- U.S. stocks declined amid tech earnings anticipation and tariff fears.
- Nvidia slumped after Huawei’s chip launch; the dollar and Bitcoin weakened.
- Tariff tensions kept investor sentiment fragile ahead of key earnings.
Investors were paring U.S. stocks on Monday, keeping an eye on major tech earnings reports as they struggled to overcome persistent fears surrounding tariffs.
Markets Struggle Amid Earnings Anxiety and Tariffs
It was an earnings week of a make-or-break nature, and markets had to navigate several headwinds initially. The Dow Jones Industrial Average was down 205.96 points, or 0.51%, at 39,907.54 on April 28. The DOW also slipped as the DOW lost 249.08 (0.66%) on Wednesday, dropping to 38,622.70. The tech-heavy Nasdaq, meanwhile, closed down 227.24 points, 1.31%, at 17,155.70.

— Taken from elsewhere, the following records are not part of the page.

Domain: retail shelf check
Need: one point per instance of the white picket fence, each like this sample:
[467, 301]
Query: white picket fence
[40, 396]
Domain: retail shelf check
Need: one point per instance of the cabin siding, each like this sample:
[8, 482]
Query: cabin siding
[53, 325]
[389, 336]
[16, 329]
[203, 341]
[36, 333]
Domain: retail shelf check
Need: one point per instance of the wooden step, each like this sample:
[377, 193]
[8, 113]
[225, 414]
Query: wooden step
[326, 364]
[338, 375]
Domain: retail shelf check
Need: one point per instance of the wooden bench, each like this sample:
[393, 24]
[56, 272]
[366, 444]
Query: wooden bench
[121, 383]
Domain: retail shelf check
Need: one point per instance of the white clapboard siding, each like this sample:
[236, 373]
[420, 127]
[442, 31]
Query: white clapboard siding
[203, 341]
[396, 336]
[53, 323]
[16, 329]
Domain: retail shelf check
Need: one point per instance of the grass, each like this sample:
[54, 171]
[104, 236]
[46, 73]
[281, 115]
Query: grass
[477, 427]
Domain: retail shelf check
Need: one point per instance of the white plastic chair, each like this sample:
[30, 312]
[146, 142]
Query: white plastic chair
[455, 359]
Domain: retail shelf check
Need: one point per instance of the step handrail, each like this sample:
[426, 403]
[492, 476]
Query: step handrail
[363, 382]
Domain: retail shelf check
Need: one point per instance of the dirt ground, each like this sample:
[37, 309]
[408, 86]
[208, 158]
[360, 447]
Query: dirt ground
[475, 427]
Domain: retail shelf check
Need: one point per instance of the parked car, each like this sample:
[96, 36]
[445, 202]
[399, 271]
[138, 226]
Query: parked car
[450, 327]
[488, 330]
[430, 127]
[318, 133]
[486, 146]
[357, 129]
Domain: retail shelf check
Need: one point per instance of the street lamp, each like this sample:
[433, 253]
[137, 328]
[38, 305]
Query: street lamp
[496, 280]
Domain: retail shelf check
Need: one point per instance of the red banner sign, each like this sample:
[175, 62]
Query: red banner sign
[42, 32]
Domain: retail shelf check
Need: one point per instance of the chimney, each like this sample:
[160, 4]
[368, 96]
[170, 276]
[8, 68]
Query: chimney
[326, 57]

Shares of Nvidia fared among the worst performers in the session, declining 4.18% to $106.45. The loss destroyed over $100 million of the company’s market cap. Chinese technology giant Huawei rolled out its new Ascend 910D chip, which directly competes with Nvidia’s H100 processor, and this came as the decline. After Biden’s administration banned the export of AI chips to China, Huawei is trying to stoke the growing demand in China.
Other assets also felt broader uncertainty weighing on them. The dollar index fell 0.44% to 99.03 from its close as the dollar weakened. After its recent rally, Bitcoin (BTC) also retreated 0.37% to $93,741. In contrast, gold rose 0.10% to $3,336 per ounce.
Market Sentiment Wavers Ahead of Key Tech Earnings
Attention then shifted to upcoming earnings reports of several tech giants, including Apple, Amazon, Meta, and Microsoft, helping to keep investor sentiment fragile. The market is closely watching strong tech earnings to determine whether such sales can tame growing macroeconomic pressures, including fears over tariffs.
Despite the optimism regarding possible corporate strength, there is a sense of scepticism that the current earnings expectations are too optimistic, considering the broader economic headwinds. Global growth increasingly views tariffs, particularly on Chinese goods, as a drag on growth.
And clues were thrown into the uncertainty about the future of the steep tariffs on China. Treasury Secretary Scott Bessent said on April 28 that it is ‘up to China’ to make steps towards de-escalation, as the U.S. administration did not appear yet to be ready to give in on the trade confrontation.